Researcher expertise
In their discussion of data saturation in Grounded Theory, Aldiabat and Le Navenec (2018) identified salient factors that facilitate saturation. Four of those six factors are related to researcher expertise.
Onwuegbuzie, et al. (2010) and Bonde (2013) also found researcher experience to be an important factor, with the latter concluding that:
“The more expertise the researcher has, and the more familiar they are with the phenomena under investigation, the more effectively they can perform as a research instrument.”
In other words, skilled researchers can uncover insights with fewer participants.
In the Qualitative Sample Size Calculator:
In our formula, expertise is a value between 1 - 1.3, depending on your answer to the question: “How many years of experience (on average) do the researchers involved in this project have with this type of research?”
- 0-4 years. Expertise = 1
- 5-9 years. Expertise = 1.1
- 10-14 years. Expertise = 1.15
- 15-19 years. Expertise = 1.2
- 20-24 years. Expertise = 1.25
- 25+ years. Expertise = 1.3
In his formula, Yocco (2017) suggests that this variable should start at 1 for beginner researchers and increase at a rate of 0.10 for every 5 years of experience. For our own calculator, we found that increasing the expertise denominator at this rate produced too dramatic an effect
We still increased this value by 0.10 for that first jump from 0-4 to 5-9 years of experience, but reduced the step up to 0.05 for every 5-year interval after that.
No-show rate
No-shows are participants who accept a study invite but never show up to the session.

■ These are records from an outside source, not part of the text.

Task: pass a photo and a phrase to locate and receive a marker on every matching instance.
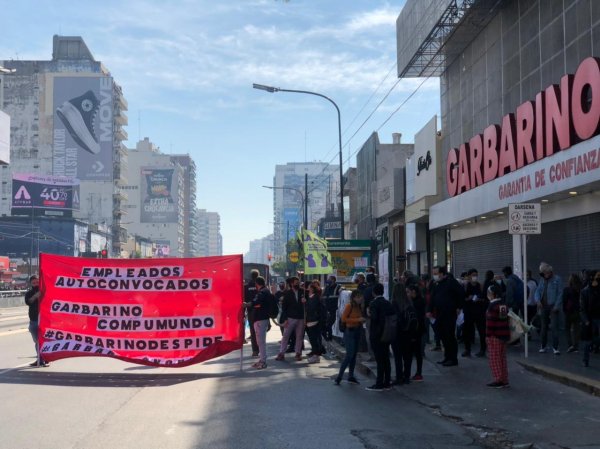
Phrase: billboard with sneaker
(83, 127)
(157, 188)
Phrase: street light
(272, 89)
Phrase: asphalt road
(94, 403)
(103, 403)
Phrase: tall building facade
(259, 250)
(520, 123)
(156, 192)
(190, 225)
(321, 194)
(209, 233)
(67, 122)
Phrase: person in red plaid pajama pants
(497, 335)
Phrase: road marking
(16, 367)
(16, 331)
(12, 318)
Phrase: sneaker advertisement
(83, 128)
(156, 191)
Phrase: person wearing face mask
(292, 315)
(474, 310)
(548, 297)
(497, 334)
(514, 290)
(590, 315)
(447, 298)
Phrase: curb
(584, 384)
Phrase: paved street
(100, 403)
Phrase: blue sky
(187, 68)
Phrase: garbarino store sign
(560, 117)
(547, 146)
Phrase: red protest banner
(158, 312)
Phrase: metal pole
(306, 201)
(278, 89)
(524, 254)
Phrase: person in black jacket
(315, 317)
(475, 308)
(260, 307)
(330, 299)
(413, 293)
(406, 333)
(292, 318)
(249, 294)
(378, 310)
(32, 298)
(447, 298)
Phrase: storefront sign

In a survey of 201 usability professionals, the folks at Nielsen Norman Group found that people reported an average no-show rate of 11% (Nielsen, 2003). Meanwhile, Jeff Sauro (2018) suggests that the typical range is between 10 to 20%.
That means that for every 10 participants you need, you should actually recruit 11 or 12.
(For what it’s worth, User Interviews’ no-show rate is less than 8%, according to a 2023 analysis of our participant panel.) (See: Burnam, 2023)
We stuck with a rate of 10%—since it’s a tidy number and not everyone recruits with User Interviews—and baked this buffer into our calculator as a fixed value (0.10).
👉 User Interviews is the fastest way to recruit participants. Source from our panel of 4.1 million to reach nearly any target audience.
Qualitative sample sizes by method
The method multiplier depends, naturally, on which method you choose. The value represents the baseline number of participants recommended for achieving saturation in a homogeneous study.
To arrive at these numbers, I combed through dozens of peer-reviewed articles, empirical studies, and advice from industry professionals and made note of their recommended sample sizes and the rationale behind them. I then looked for consensus (where possible) and/or data-backed recommendations relevant to UX research.
In general, I chose a baseline on the lower end of recommended sample size ranges, since the method value is multiplied by the other variables in our formula.
📕 Please see Appendix III for a full discussion of the sources, table with additional works cited, and the rationale behind our recommendation.
💬 Interviews (baseline sample size = 12)
Interviews (also called in-depth interviews or IDIs) are conversations with a single participant.
In our formula, when method = interviews, the value is 12. This is the baseline number of participants recommended to reach saturation with a homogenous population. This is supported by the findings of Guest, et al. (2006), Namey et al (2016), and Hennick & Kaiser (2022).
Note that once other factors like scope and diversity are applied, you will likely end up with a sample size closer to the 16 threshold advised by Hennick et al. (2017) and Hagaman & Wutich (2016).
👂 Focus groups (baseline sample size = 18)
A focus group is a moderated conversation in which a researcher asks a group of participants a set of questions about a particular topic. These aren’t “group interviews”; the value of this method lies in the discussion between participants.
You should think about each focus group discussion as a single data collection event, just as a 1:1 interview is a single data collection event (Namey, et al., 2016). In other words, a focus group with 6 participants does not equal 6 interviews—it equals one discussion.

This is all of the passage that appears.